Il leader radicale vedeva in Israele un avamposto avanzato della democrazia nel Mediterraneo, circondato da regimi autoritari o illiberali. Per questo, già a metà degli anni Ottanta, iniziò a costruire un legame simbolico e politico tra il Partito Radicale e lo Stato ebraico. Nel 1986, insieme al premio Nobel Elie Wiesel, si recò a Gerusalemme per sostenere la causa degli ebrei sovietici rinchiusi nei Gulag. Un gesto che fu molto più di un atto simbolico: in quell’occasione, Avital Sharansky — moglie del celebre dissidente Natan — si iscrisse al Partito Radicale, seguita da altri venti ebrei russi. Un segno di riconoscenza ma anche di affinità ideologica.
Due anni dopo, nel 1988, il Partito Radicale tenne uno dei suoi congressi più significativi proprio a Gerusalemme. Non fu solo una scelta logistica o provocatoria, ma un gesto carico di significato politico. Fu in quella sede che Pannella lanciò la sua proposta: includere Israele nell’Unione Europea. Per lui, si trattava non solo di un segno di vicinanza storica e culturale, ma di una mossa strategica per rafforzare l’identità democratica del continente e costruire un Mediterraneo “politico”, capace di includere anche altre democrazie emergenti come la Turchia, la Giordania, il Libano e persino un futuro Stato palestinese.
Nel 2006, dalle colonne del Corriere della Sera, Pannella tornò sul tema: «Israele è parte dell’Europa, nella storia, nella cultura e nei valori.

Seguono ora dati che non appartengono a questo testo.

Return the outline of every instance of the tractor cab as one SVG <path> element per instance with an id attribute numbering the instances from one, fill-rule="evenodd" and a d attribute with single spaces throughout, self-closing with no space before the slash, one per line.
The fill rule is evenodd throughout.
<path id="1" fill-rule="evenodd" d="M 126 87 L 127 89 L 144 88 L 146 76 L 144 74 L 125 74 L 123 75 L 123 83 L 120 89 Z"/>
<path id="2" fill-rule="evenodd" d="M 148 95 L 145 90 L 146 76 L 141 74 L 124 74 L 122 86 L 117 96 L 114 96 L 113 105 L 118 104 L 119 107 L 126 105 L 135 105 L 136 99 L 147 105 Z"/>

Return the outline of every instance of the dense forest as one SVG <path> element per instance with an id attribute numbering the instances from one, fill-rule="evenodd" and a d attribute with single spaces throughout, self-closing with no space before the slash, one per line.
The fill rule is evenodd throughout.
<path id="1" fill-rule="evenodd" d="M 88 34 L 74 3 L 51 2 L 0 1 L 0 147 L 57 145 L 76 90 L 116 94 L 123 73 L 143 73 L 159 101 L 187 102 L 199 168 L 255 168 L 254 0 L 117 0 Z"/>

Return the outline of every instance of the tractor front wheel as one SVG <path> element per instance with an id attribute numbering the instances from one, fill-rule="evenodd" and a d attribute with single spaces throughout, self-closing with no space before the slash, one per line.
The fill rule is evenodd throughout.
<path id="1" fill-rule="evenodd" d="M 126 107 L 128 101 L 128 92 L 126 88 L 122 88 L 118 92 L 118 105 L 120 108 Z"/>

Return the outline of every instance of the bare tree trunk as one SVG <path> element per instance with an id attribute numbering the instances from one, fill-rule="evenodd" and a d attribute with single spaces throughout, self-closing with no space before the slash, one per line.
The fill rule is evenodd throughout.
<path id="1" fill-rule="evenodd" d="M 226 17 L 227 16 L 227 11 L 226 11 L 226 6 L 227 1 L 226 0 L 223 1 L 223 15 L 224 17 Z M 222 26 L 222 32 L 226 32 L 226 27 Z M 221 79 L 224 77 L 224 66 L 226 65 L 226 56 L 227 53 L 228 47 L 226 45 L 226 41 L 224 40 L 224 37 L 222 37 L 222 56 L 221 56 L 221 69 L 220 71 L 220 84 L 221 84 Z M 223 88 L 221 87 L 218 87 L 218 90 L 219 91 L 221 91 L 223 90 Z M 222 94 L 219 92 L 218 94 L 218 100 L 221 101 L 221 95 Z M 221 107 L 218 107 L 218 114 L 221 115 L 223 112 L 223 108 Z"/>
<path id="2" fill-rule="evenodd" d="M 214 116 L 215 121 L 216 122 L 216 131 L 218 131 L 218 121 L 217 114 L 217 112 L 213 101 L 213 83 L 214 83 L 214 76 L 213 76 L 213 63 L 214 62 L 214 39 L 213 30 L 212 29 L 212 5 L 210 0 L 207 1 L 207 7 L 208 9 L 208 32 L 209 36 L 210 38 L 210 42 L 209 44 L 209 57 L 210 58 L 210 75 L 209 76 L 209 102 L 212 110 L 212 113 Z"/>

L’Europa dovrebbe accoglierlo, per coerenza e per convenienza». La sua visione era chiara: un’Europa che si estende oltre i propri confini geografici, costruendo una comunità di democrazie tra le due sponde del Mediterraneo. Il suo disegno includeva Israele, ma anche il Maghreb, la Palestina democratica, la Turchia: un’Unione Europea che diventasse davvero politica, non solo economica.
Naturalmente, la proposta fu accolta con freddezza, se non con aperto scetticismo, da una classe politica abituata a ragionare entro confini consolidati. Ma in quelle parole di Pannella c’era il riflesso di una battaglia coerente con tutto il suo percorso: superare i nazionalismi, costruire spazi transnazionali di diritto, e rendere la democrazia un bene esportabile non con le armi, ma con le istituzioni.
Rileggere oggi quelle parole e quei gesti non significa solo ricordare una proposta politica ormai archiviata, ma riflettere su quanto le intuizioni radicali di Pannella siano ancora attuali. In un’epoca in cui l’Europa fatica a ritrovare un ruolo nel Mediterraneo e nei conflitti del vicino Oriente, la visione di un’Europa più ampia, più inclusiva, più coraggiosa, resta una provocazione da non dimenticare.